Before this summer I never really knew what I wanted to do with my life. I always had some sort of an idea but it was never as clear as it was after I returned from my life changing trip to New Orleans. The trip started out as something I was forced to go on by my parents so it would look good on college applications (such as this one). After fundraising for two years, my youth group of sixteen kids along with four adult chaperones boarded a 7 a.m. flight to New Orleans, Louisiana. We were headed to the Evangelical Lutheran Church in America (ELCA) National Youth Gathering which brings over 36,000 youth together every three years to “praise God and further our faith.” Having recently lost a good friend of mine in a car accident only a couple months before the trip, God and I were on pretty rocky terms so I wasn’t sure how well this would go.
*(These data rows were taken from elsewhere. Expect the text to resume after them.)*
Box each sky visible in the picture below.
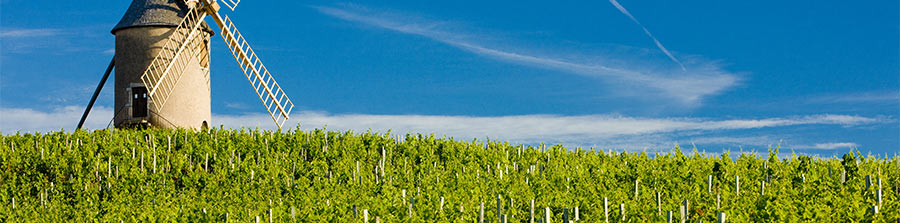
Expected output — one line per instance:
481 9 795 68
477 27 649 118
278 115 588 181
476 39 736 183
0 0 900 157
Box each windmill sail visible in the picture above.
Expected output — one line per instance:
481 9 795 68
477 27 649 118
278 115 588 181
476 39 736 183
141 8 206 111
211 12 294 129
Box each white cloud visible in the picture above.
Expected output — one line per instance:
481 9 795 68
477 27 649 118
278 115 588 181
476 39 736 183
609 0 687 71
0 106 893 151
807 91 900 104
794 142 859 150
0 28 62 38
0 106 113 134
313 6 739 105
213 111 891 149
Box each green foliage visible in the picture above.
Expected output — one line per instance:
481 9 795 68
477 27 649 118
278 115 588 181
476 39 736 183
0 128 900 222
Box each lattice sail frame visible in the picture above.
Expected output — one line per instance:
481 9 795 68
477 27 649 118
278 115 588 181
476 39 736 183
212 13 294 129
141 0 294 129
141 8 206 111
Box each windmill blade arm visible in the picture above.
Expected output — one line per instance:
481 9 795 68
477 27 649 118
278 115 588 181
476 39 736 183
141 8 207 111
75 57 116 130
222 0 241 11
210 11 294 129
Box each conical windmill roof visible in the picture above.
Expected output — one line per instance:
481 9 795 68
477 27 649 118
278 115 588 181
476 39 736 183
111 0 212 34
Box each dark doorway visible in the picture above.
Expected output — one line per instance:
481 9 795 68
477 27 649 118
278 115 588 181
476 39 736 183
131 87 148 117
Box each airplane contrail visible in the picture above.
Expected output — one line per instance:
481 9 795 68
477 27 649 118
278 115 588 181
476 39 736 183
609 0 687 71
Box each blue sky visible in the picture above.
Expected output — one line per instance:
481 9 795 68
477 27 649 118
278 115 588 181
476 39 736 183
0 0 900 156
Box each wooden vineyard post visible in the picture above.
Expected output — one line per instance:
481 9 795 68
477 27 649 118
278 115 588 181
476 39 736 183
716 192 722 210
877 178 881 207
634 180 638 200
528 199 534 223
759 181 766 196
603 197 609 223
544 207 550 222
841 170 847 184
497 194 502 221
575 206 581 221
656 191 662 215
478 202 484 223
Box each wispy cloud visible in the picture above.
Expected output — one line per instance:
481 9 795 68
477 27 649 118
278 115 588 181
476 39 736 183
0 106 894 151
0 105 113 134
794 142 859 150
0 28 62 38
213 111 892 149
313 6 739 105
807 91 900 104
609 0 687 71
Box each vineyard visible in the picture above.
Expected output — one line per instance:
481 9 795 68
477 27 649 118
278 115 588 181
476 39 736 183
0 128 900 223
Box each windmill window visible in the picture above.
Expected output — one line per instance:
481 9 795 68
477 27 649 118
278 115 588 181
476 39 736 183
131 87 149 117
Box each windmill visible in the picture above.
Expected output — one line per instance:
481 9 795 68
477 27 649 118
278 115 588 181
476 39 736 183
78 0 294 129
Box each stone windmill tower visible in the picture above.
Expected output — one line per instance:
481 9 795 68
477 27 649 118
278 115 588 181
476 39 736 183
78 0 294 129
We arrived Wednesday evening and walked out of the hospital into a complete culture shock. Literally everything in that city moves at a slower pace. Everyone is completely friendly and pretty much always have a smile on their faces. You would never know at first glance all the troubles they have faced in the past couple years. The first few days were filled with fun activities, but it was Saturday, our work day, that really was the turning point on the whole trip. We boarded a bus at 6 a.m. and headed out of the city into some of the most damaged parts of the town. Our work sight was in St. Bernard’s Parish which is an area that was completely submerged by water after the levees broke. We were taken to a park that was completely overcome by vegetation and debris as a result of the flood.
As we worked through the day, the hottest and sweatiest day of my life, many people from the neighborhood came out to help us and tell us their stories. It was then, right there in that dirty smelly hot place, that I realized how much I care about people. Every single one of their stories struck a spot in my heart. I wanted to know more, I wanted to help more. The strength of these people showed me how amazing human beings can really be. After losing everything they all picked themselves up, put smiles on their faces, and started to rebuild. None of them are afraid of what tomorrow will bring they are just happy they have what they have today. All of these people helped me to figure out exactly what I want to do to with my life. I want to continue to help people rebuild, emotionally of course, the whole physical labor thing really wasn’t for me. I want to help people find the strength in themselves to pick up the pieces of their broken lives and start to put things back together. I want to be a psychologist. I discovered my ability to care this summer, and I believe it is my best and most prominent ability that I have and I honestly can’t wait to pursue my interest and start my future.